Presenters: Heather Lewis-Charp and Laura Pryor
Nov 13, 2019 (05:45 PM – 06:30 PM), CC M100 J
Evaluations of advocacy efforts often attempt to track changes in the narrative around policy issues. Capturing narrative change can be challenging, but the data has the potential to produce powerful findings for stakeholders. The 2019 conference theme challenges evaluators to adapt our methods to catalyze important conversations; conducting a narrative change or “frame analysis” is an innovative approach to capture subtle shifts in how social issues are being discussed. This demonstration will show how to mine Twitter data to document the predominant narrative around key social issues. By using the example of a health advocacy initiative, the presenters will walk the audience through designing a frame analysis for capturing narrative change and go step-by-step through the process of extracting and analyzing Twitter data using R. The audience will gain concrete tools for utilizing Twitter data and will better understand how to draw on social media data to evaluate advocacy initiatives.
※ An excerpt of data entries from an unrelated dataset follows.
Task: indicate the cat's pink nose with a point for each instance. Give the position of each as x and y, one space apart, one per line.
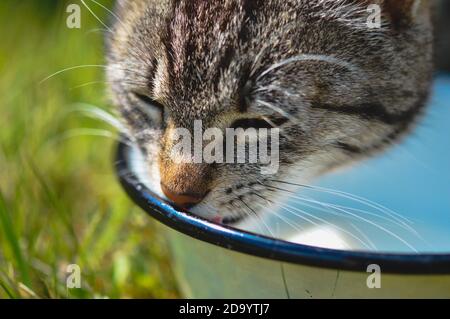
185 200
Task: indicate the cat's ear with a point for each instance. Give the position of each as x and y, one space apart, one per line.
404 12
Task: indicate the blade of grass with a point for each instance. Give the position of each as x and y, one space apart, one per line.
12 238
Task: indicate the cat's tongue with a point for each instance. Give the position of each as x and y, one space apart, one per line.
217 219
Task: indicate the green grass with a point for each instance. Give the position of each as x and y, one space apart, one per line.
60 202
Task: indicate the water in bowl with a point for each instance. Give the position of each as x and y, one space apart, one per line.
396 202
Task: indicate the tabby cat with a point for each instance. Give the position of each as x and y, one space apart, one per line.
338 90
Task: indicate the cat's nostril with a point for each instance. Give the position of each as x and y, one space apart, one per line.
183 200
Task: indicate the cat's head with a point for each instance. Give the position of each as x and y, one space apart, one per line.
337 84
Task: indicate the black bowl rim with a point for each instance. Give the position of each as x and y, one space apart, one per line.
267 247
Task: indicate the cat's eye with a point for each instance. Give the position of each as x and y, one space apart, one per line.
256 123
152 108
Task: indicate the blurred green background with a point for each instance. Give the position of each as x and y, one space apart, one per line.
60 202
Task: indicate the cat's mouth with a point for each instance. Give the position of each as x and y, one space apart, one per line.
231 220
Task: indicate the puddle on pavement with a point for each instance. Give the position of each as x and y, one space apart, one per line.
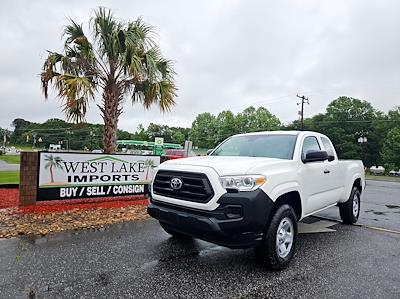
379 213
393 206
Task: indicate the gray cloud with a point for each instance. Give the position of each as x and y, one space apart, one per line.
229 54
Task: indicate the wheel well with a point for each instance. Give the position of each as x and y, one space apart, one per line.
291 198
357 184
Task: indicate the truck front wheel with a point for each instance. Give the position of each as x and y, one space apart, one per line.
279 243
350 210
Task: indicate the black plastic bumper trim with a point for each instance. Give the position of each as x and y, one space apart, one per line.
218 226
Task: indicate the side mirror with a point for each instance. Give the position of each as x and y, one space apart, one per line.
316 156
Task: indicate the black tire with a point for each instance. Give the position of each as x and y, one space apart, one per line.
348 211
267 252
172 232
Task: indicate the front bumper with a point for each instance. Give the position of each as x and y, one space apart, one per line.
238 222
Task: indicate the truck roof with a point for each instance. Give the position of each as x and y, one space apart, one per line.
275 133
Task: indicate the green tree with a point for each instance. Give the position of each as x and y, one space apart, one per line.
123 59
252 120
391 149
204 130
226 125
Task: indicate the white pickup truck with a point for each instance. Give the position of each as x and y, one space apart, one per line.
252 189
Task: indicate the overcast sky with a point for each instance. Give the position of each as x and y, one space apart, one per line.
228 54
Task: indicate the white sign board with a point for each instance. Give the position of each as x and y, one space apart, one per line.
74 175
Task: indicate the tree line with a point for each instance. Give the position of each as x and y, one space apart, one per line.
345 121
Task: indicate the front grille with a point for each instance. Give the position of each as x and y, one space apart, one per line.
196 187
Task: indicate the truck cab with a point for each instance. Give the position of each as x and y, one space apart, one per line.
253 188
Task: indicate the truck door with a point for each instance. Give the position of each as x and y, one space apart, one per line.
316 187
334 174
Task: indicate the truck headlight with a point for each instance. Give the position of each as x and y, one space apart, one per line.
242 183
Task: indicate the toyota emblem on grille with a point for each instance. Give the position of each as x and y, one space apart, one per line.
176 183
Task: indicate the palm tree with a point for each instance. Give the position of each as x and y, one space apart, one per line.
52 162
122 60
148 163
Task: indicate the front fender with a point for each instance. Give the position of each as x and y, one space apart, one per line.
284 188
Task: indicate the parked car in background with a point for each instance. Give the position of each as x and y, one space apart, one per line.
178 154
394 173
Strategic Learning: A Funder-Evaluator Panel on Responsive Approaches to Evaluating Complex Initiatives
Presenters: Sengsouvanh (Sukey) Leshnick, Daniela Berman, and Jackie Allen (Bush Foundation Education Portfolio Director)
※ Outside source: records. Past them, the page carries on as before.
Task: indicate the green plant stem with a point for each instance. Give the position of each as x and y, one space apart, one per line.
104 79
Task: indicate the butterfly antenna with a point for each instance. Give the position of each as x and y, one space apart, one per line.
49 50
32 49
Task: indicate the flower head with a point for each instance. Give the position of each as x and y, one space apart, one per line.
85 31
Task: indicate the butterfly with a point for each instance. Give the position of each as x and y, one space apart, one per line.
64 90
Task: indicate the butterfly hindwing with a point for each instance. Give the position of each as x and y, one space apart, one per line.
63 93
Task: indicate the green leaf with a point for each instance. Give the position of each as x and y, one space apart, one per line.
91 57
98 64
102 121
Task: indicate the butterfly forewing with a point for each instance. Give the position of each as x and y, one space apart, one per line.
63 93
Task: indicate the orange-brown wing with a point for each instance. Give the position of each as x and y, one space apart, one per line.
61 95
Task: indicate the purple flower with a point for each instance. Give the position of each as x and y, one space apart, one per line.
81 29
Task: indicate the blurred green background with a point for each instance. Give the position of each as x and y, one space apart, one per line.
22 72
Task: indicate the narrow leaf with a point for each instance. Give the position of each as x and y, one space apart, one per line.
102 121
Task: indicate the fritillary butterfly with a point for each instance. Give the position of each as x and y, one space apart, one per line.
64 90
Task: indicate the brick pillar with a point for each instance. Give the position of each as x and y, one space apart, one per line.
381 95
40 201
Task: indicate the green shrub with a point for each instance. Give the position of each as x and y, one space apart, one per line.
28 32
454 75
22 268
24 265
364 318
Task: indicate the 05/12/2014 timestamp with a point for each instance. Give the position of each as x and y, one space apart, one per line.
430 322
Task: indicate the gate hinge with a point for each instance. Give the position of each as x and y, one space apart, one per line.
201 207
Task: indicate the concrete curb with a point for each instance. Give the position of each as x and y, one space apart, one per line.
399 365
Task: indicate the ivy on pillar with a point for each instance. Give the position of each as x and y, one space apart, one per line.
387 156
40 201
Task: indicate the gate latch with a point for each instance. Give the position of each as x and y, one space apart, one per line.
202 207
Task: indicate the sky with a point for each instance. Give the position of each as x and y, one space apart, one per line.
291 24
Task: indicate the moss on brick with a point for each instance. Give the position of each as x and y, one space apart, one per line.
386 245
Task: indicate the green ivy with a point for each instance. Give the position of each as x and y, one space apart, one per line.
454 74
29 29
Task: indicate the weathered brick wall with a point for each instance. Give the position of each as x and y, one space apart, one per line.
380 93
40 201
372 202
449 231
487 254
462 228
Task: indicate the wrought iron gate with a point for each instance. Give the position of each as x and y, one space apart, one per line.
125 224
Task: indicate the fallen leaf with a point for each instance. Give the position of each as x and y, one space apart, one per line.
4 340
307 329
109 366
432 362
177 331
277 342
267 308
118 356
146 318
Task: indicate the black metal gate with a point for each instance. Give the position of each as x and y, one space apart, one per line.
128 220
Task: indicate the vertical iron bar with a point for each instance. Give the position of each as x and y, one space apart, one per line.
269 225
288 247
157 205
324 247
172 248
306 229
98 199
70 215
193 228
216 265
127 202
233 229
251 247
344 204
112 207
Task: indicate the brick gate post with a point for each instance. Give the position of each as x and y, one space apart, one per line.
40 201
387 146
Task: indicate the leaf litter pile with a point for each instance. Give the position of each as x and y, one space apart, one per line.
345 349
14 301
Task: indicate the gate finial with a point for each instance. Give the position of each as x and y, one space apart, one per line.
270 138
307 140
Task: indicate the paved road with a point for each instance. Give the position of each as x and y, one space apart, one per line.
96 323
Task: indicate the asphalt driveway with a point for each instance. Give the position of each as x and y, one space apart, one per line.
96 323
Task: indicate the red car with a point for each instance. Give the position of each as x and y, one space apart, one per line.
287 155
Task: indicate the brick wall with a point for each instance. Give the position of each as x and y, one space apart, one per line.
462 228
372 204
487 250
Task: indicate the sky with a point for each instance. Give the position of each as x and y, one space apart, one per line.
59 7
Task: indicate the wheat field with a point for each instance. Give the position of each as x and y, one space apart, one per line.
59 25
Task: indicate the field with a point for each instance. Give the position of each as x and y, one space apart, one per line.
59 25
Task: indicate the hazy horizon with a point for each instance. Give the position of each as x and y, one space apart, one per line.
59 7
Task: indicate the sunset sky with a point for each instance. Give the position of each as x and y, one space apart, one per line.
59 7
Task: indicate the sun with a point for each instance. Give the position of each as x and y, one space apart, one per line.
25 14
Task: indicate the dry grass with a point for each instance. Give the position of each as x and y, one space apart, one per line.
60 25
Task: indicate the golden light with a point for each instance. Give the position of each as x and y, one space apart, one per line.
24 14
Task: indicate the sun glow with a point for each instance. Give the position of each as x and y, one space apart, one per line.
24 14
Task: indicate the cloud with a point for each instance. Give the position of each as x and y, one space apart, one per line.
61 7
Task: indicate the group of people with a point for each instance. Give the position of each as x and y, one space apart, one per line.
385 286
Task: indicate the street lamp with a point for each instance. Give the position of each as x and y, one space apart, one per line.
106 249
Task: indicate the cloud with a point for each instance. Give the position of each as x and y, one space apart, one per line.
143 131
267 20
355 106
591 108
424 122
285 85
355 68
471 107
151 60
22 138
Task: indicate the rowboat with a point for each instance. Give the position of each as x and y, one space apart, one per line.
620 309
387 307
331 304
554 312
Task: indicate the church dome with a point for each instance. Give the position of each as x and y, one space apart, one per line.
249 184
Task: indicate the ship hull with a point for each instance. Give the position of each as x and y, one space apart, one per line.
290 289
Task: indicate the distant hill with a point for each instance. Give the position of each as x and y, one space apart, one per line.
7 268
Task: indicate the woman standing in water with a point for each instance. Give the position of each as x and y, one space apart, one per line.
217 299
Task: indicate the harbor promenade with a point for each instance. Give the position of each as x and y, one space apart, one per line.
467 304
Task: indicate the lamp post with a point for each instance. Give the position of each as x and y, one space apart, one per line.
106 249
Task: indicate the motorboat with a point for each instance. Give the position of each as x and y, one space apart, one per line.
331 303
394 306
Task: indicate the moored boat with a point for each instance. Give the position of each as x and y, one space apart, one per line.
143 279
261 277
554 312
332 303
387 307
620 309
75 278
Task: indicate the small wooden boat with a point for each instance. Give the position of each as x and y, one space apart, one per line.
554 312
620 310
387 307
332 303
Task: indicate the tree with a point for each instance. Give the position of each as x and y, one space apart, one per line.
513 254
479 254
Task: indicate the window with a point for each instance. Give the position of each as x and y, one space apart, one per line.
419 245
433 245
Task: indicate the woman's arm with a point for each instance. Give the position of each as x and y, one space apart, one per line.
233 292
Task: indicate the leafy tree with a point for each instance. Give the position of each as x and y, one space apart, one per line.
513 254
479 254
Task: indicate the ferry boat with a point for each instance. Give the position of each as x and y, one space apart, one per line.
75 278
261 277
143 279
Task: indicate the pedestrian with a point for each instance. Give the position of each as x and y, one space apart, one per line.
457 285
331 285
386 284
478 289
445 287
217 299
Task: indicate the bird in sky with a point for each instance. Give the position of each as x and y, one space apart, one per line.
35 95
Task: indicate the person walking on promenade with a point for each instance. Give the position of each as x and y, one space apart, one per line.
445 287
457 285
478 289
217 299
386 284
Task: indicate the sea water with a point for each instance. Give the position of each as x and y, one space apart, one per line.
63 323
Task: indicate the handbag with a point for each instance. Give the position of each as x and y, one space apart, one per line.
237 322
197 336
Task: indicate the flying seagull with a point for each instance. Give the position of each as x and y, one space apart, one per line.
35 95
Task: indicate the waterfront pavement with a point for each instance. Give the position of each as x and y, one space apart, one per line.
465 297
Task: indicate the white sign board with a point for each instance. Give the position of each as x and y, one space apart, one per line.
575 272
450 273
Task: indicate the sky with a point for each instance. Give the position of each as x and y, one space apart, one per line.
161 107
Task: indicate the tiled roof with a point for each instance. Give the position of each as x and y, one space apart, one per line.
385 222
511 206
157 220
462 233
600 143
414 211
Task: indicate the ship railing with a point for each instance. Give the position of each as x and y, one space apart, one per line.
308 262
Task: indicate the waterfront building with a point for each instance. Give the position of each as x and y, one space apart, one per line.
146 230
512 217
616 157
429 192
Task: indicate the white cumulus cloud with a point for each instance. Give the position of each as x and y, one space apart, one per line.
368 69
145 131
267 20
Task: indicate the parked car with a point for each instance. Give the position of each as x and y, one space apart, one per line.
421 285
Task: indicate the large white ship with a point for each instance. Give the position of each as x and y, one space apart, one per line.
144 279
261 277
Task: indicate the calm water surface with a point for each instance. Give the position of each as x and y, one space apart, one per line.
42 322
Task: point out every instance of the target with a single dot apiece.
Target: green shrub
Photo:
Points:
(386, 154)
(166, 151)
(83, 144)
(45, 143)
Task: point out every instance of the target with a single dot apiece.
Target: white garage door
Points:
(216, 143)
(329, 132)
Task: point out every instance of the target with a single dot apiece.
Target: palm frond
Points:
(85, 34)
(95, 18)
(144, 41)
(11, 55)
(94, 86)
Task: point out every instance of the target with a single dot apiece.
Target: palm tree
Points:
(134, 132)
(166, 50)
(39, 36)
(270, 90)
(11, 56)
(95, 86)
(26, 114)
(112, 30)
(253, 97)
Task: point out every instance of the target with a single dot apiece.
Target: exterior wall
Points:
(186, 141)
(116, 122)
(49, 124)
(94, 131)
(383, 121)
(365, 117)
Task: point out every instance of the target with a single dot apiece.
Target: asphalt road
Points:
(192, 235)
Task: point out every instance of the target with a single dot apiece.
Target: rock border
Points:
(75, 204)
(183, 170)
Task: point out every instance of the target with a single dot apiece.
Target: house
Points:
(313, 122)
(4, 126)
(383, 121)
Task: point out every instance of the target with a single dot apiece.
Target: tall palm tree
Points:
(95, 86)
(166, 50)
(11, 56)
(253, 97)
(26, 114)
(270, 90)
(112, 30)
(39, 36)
Nov 15, 2019 (03:30 PM – 04:15 PM), CC 101 G
This panel will discuss strategic learning, an approach to evaluation that works well with complicated and complex initiatives that evolve over time and have multiple ways of achieving outcomes. These strategies present unique challenges to conventional program evaluation and require new approaches to ensure that evaluation is relevant and useful. The Bush Foundation has been engaged in a strategic learning partnership with Social Policy Research Associates (SPR) around its individualized learning strategy to use evaluation for real-time learning and to adapt strategies based on lessons learned and changing circumstances. Strategic learning means making evaluation a part of the strategy or initiative—embedding it so that it can influence decision making. This panel will describe the concept and principles of strategic learning and how it differs from traditional evaluation approaches. Presenters will describe what strategic learning looks like in practice and will discuss innovative methods to promote strategic learning.
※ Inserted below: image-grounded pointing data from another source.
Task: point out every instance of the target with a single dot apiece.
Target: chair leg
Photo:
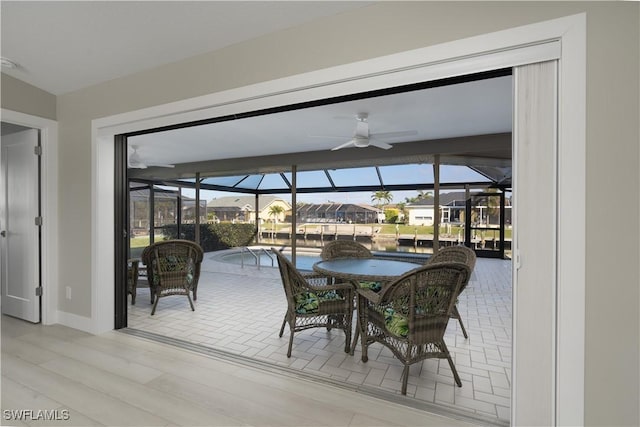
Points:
(347, 336)
(456, 377)
(155, 304)
(456, 314)
(290, 343)
(356, 335)
(405, 379)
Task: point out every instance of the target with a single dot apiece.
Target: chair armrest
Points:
(369, 295)
(333, 287)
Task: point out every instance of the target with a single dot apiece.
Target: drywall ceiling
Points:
(61, 47)
(465, 109)
(65, 46)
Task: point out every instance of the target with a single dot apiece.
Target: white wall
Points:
(612, 259)
(420, 216)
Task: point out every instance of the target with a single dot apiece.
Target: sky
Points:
(394, 174)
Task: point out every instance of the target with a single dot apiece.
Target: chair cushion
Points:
(174, 263)
(374, 286)
(396, 323)
(308, 302)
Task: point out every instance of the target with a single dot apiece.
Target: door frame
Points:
(562, 38)
(49, 208)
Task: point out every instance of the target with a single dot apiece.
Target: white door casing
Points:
(562, 38)
(48, 207)
(534, 272)
(20, 241)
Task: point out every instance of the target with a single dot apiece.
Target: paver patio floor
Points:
(240, 311)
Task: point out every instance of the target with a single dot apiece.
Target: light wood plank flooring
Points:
(118, 379)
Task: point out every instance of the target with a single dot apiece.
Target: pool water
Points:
(303, 261)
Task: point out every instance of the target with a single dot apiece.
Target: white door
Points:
(19, 209)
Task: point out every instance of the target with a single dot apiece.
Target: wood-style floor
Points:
(116, 379)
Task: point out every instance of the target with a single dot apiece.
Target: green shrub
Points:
(214, 237)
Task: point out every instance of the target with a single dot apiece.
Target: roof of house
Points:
(247, 202)
(454, 198)
(336, 207)
(446, 199)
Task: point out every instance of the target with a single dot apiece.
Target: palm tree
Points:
(381, 197)
(275, 211)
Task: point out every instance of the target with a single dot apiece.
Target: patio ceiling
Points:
(465, 122)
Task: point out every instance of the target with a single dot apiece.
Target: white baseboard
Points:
(76, 322)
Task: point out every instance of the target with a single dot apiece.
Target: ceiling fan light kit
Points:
(135, 161)
(362, 138)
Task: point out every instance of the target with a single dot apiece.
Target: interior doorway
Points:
(20, 222)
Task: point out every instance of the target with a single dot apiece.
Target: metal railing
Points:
(256, 256)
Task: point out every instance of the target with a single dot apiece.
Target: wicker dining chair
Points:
(410, 315)
(173, 268)
(312, 303)
(461, 254)
(344, 249)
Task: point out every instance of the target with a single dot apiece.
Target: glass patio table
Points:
(357, 270)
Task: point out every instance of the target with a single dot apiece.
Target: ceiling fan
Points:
(362, 138)
(136, 162)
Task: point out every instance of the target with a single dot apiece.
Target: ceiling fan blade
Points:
(137, 166)
(380, 144)
(161, 165)
(327, 136)
(362, 128)
(350, 143)
(394, 134)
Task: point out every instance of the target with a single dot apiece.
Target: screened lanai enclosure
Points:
(472, 205)
(404, 171)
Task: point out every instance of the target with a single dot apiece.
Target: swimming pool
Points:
(304, 261)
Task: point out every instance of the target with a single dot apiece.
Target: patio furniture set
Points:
(404, 306)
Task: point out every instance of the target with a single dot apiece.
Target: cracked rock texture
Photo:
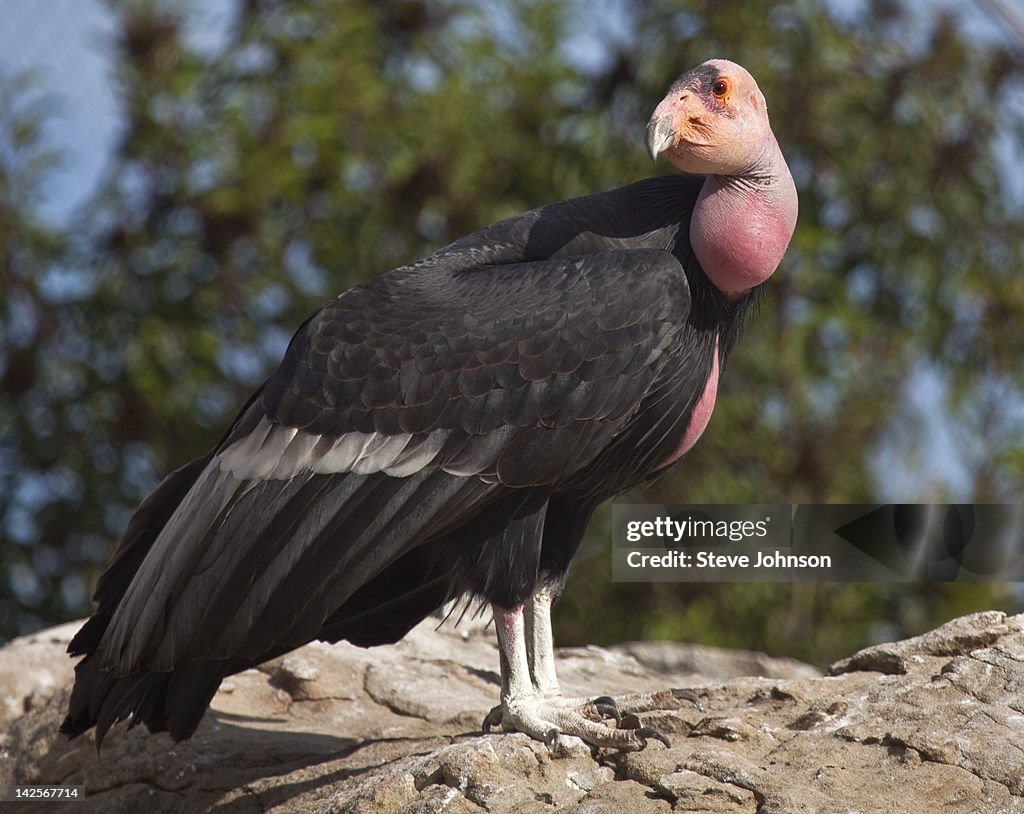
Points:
(931, 724)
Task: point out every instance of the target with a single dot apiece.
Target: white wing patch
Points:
(272, 452)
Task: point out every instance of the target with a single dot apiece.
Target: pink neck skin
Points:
(739, 230)
(742, 223)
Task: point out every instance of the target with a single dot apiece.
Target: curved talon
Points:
(494, 718)
(607, 708)
(690, 696)
(645, 732)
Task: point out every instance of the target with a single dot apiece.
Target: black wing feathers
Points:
(406, 451)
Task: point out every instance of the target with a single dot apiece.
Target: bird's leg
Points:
(530, 701)
(540, 642)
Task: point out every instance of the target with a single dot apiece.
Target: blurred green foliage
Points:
(329, 140)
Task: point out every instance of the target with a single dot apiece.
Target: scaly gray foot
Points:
(546, 718)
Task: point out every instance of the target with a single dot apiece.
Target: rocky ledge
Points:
(934, 723)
Promoting the use of CRE in academic settings, private practice, and industry: Perspectives from GEDI alumni
Presenters: Laura Pryor
Nov 15, 2019 (05:45 PM – 06:30 PM), Hilton Marquette VIII
Theoretical concepts of culturally-responsive evaluation (CRE), such as fully engaging participants, recognizing historical and contemporary injustices, and emphasizing qualitative approaches, are difficult to implement in practice, given that external forces that drive evaluations, such as clients and funders, may not prioritize these aspects of evaluation. This panel will explore challenges and opportunities for implementing CRE. Alumni of the Graduate Education Diversity Internship (GEDI) program will speak about their experiences in the context of academia, independent consulting, and industry. In small groups, we will explore questions including: How can evaluators working in academia help prepare the next generation of culturally-responsive evaluators? How can evaluators dutifully implement the principles and concepts of CRE given differing client priorities and resource constraints? How can evaluators encourage the use of CRE among colleagues within their own organizations?
Presenters: Hannah Betesh with contributions from Anne Paprocki
Nov 16, 2019 (11:15 AM – 12:00 PM), Room CC M100 D
Measuring program fidelity is critical to accurate interpretation of impact evaluation findings. But how can fidelity be measured when the intervention under study is a new model that can be expected to evolve once lessons learned are incorporated from initial implementation? This presentation will share lessons from a quasi-experimental impact evaluation of a relatively new program model for helping older women reconnect to the workforce. As this model includes multiple components with varying levels of prior evidence, the evaluation involved determining how to both measure fidelity through site visit observations and improve the specification of key model elements in response to early fidelity assessment. The internal and external evaluators for this project will discuss the development and deployment of a structured fidelity measurement tool, the use of early results to shape technical assistance and guidance, and the process of communicating unexpected findings to program and evaluation stakeholders at multiple levels.
Presenters: Laura Pryor, Jennifer Hogg, and Rachel Estrella
Nov 16, 2019 (09:15 AM – 10:00 AM), Hilton Symphony II
The conference theme states that the role of evaluation is to provide “trusted, credible, evidence-based, and balanced conclusions about the quality, importance and value of what is relevant in our society.” While evaluating arts education programs is no exception to this standard, this context requires evaluators to grapple with designing evaluations that include multifaceted outcomes (i.e. creativity, self-expression) alongside standardized test scores. This panel explores this challenge through discussing the methodological approach to an evaluation of the National Endowment for the Arts’ Poetry Out Loud program and reflecting on the role of evaluation in arts education. The first two panelists discuss how the qualitative and quantitative components of the evaluation attempted to balance the need for external rigor via standardized tests scores with capturing multifaceted outcomes. The final presentation discusses questions related to credible and valid findings in an arts education context and the role of stakeholders in shaping validity.